Woodland Improvements

Fuel Markets Paying Off

 

After a seven-year hiatus, Deck Trevitt not only returned to conventional logging in early 2014, but in the latter part of the year added a chipper to his operation and today provides fuel chips to three markets in Georgia, including the new Piedmont Green Power biomass plant in Barnesville, Ga.

When Trevitt decided to leave the logging business in 2007 he wasn’t sure if he would ever return to the hands-on aspect of it. Trevitt, 63, a graduate of Mercer University, started Trevitt Logging in 1978 and later changed the name to Quality Forest Products to indicate the business was about more than just cutting trees. He quickly gained a reputation as one of the most innovative loggers in the Southeast and was twice honored as Georgia’s Logger of the Year (1986 and 1997) as well as Timber Harvesting magazine’s Logging Business of the Year in 2001. Trevitt was one of the first loggers to serve on the American Pulpwood Assn.’s Board of Directors.

In 1999, Trevitt turned some heads in the Southern ranks by converting one of his three logging crews into a cut-to-length operation to merchandise a growing number of log sorts more efficiently. CTL had its advantages and disadvantages for Trevitt. Many potential clients were unfamiliar with the logging system so they didn’t understand the benefits. Others were willing to make price concessions for it because they understood CTL aesthetics and environmental benefits. One pitfall Trevitt had not counted on was the way underbrush hindered CTL productivity. Trevitt had to assign a third member to the crew whose job was cutting brush and small saplings with a brush saw. While production improved, the extra expense proved costly.

In the 1980s, Trevitt was one of the first in the region to use on-board scales in order to keep load weights in legal check. He also explored ways to make trucking more efficient by using special order trucks and lightweight trailers equipped with super single rear tires. In the late ’80s, Trevitt made efforts to improve trucking efficiency by eliminating more than 2,000 lbs. in tare weight. Many of the concepts he came up with became standard trucking specs.

Woodland Improvement_04
The crew goes back nearly 30 years with Trevitt; left to right, Isiah Gibson, Ed Singleton, Jeffery Alexander, Schyulor Fields and Trevitt

Here And Now

For much of the 2000s, Trevitt was managing three crews in Georgia and then he decided it was time for a change. Trevitt was starting to grow weary of all the responsibilities that came with managing multiple crews so in 2006-2007 he sold each of the crews to the guys that were running them. Trevitt and Quality Forest Products continued to operate as a timber dealer and timber buyer contracting with those three crews.

But that setup would change. One of the crew owners was from northern Minnesota and he returned home and took his CTL operation with him. One of the contractors decided there was somewhere better to log other than Quality Forest Products and the third operation couldn’t make a go of it.

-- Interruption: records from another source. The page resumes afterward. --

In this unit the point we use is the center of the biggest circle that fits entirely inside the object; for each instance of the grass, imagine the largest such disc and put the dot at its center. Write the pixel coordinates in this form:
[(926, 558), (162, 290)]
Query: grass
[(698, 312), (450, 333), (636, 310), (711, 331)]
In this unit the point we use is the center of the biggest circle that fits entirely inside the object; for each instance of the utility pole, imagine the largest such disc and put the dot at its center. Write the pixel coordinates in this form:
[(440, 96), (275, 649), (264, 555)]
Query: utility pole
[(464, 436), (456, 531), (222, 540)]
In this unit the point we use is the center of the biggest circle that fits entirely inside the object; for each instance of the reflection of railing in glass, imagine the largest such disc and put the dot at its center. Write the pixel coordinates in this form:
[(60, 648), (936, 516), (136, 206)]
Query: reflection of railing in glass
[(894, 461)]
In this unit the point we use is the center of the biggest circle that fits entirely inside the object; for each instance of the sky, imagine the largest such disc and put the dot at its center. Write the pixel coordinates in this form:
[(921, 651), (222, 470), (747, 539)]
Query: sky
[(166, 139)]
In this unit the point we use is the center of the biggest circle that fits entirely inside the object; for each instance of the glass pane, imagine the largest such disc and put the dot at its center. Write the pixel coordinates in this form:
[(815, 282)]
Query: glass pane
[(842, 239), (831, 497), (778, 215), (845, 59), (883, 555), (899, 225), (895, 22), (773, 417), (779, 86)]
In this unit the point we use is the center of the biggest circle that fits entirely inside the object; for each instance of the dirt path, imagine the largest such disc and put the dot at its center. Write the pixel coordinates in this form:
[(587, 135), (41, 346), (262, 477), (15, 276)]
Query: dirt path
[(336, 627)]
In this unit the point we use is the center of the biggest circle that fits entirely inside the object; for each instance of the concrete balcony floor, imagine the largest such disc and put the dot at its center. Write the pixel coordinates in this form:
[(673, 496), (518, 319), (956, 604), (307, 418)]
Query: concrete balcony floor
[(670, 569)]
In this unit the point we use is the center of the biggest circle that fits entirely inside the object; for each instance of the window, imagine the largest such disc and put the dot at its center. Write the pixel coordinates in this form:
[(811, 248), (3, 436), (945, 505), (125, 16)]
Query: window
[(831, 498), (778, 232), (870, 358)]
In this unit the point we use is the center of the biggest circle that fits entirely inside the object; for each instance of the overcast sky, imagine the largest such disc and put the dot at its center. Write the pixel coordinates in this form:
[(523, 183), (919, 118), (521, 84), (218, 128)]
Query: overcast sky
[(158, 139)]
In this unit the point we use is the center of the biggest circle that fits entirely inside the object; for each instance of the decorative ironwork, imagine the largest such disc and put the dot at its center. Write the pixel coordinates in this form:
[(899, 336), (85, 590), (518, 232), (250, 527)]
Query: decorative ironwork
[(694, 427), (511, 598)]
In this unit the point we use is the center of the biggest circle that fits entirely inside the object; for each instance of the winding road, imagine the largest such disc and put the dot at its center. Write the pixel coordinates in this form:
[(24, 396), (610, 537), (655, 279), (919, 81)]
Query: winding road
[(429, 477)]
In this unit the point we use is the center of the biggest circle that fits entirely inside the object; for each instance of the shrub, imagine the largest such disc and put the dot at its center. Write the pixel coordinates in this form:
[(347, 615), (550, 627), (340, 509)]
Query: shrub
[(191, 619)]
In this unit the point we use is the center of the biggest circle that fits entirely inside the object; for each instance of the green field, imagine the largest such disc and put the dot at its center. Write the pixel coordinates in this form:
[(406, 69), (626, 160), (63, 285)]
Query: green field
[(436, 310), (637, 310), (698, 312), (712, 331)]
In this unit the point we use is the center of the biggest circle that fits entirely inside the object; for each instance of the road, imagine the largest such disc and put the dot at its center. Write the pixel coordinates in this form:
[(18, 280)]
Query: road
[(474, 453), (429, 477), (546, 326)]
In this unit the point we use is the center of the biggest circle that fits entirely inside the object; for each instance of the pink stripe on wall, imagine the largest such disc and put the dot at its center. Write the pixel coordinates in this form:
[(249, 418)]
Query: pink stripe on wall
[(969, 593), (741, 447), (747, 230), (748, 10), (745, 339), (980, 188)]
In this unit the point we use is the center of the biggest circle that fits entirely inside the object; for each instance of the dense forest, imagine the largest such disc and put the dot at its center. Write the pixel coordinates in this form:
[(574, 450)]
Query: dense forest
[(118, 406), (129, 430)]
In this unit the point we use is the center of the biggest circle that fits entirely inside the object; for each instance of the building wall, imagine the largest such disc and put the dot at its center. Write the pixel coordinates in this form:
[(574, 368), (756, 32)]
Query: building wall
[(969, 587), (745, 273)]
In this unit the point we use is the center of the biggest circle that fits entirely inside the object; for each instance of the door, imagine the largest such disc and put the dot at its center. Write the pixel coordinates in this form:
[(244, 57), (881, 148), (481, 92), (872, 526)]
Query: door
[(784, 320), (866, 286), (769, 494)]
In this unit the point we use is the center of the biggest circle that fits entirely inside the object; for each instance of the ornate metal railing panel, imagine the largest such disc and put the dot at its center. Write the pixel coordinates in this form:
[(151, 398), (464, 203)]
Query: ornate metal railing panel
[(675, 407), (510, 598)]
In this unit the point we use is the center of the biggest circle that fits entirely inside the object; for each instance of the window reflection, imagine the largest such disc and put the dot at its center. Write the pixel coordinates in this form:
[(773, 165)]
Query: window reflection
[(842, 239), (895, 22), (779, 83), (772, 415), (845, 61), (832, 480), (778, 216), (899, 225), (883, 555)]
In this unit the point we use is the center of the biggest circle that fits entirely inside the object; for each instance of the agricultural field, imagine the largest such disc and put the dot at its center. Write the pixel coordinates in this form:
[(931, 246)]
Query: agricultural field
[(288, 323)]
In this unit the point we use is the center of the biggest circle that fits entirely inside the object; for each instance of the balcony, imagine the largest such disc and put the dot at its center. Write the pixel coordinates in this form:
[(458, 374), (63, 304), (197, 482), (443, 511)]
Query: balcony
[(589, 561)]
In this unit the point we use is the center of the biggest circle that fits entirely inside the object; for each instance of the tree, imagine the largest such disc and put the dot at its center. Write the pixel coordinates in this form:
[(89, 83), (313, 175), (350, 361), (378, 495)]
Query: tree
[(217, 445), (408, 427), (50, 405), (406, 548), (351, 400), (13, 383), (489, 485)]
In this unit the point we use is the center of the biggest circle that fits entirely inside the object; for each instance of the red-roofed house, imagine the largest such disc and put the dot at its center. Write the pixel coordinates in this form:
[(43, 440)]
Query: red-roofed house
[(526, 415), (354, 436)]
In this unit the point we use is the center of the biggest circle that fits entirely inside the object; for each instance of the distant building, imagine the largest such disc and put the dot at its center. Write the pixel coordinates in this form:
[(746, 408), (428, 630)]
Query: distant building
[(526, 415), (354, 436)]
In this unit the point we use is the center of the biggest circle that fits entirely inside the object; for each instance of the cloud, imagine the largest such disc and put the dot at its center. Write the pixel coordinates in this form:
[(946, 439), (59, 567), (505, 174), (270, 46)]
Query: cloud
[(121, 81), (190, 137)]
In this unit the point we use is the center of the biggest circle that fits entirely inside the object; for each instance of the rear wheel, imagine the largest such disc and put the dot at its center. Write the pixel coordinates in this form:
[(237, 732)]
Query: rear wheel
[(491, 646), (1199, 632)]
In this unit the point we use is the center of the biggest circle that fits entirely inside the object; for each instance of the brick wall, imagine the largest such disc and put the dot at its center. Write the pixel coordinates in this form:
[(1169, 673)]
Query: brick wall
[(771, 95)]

Quality Forest Products hired other contractors to replace the lost ones, Trevitt recalls, but as the recession wound down the number of loggers began to dwindle and it was tough to find good contractors. “All the contractors we’ve had are excellent contractors,” Trevitt says. “Sometimes things just don’t work out.”

Trevitt learned a lot during this period. “We were somewhat spoiled when we did all of our own logging because we owned the equipment and had the manpower,” he says. “When we got out of the logging business we lost some control over the quality of the work we were able to do and it’s a lot easier to get the quality work that we want by doing it ourselves. That’s the biggest advantage of being in the logging business. When you tell a man you can do something, you can do it. When you tell a landowner you can do something, you can do it.”

In January 2014, when an opportunity came up to buy some used equipment, Trevitt became a logger again. A company-owned logging operation was looking to shut down and Quality Forest Products bought everything they had. Trevitt named his new logging operation, Woodland Improvements, serving as a contractor for Quality Forest Products, along with four other contract jobs.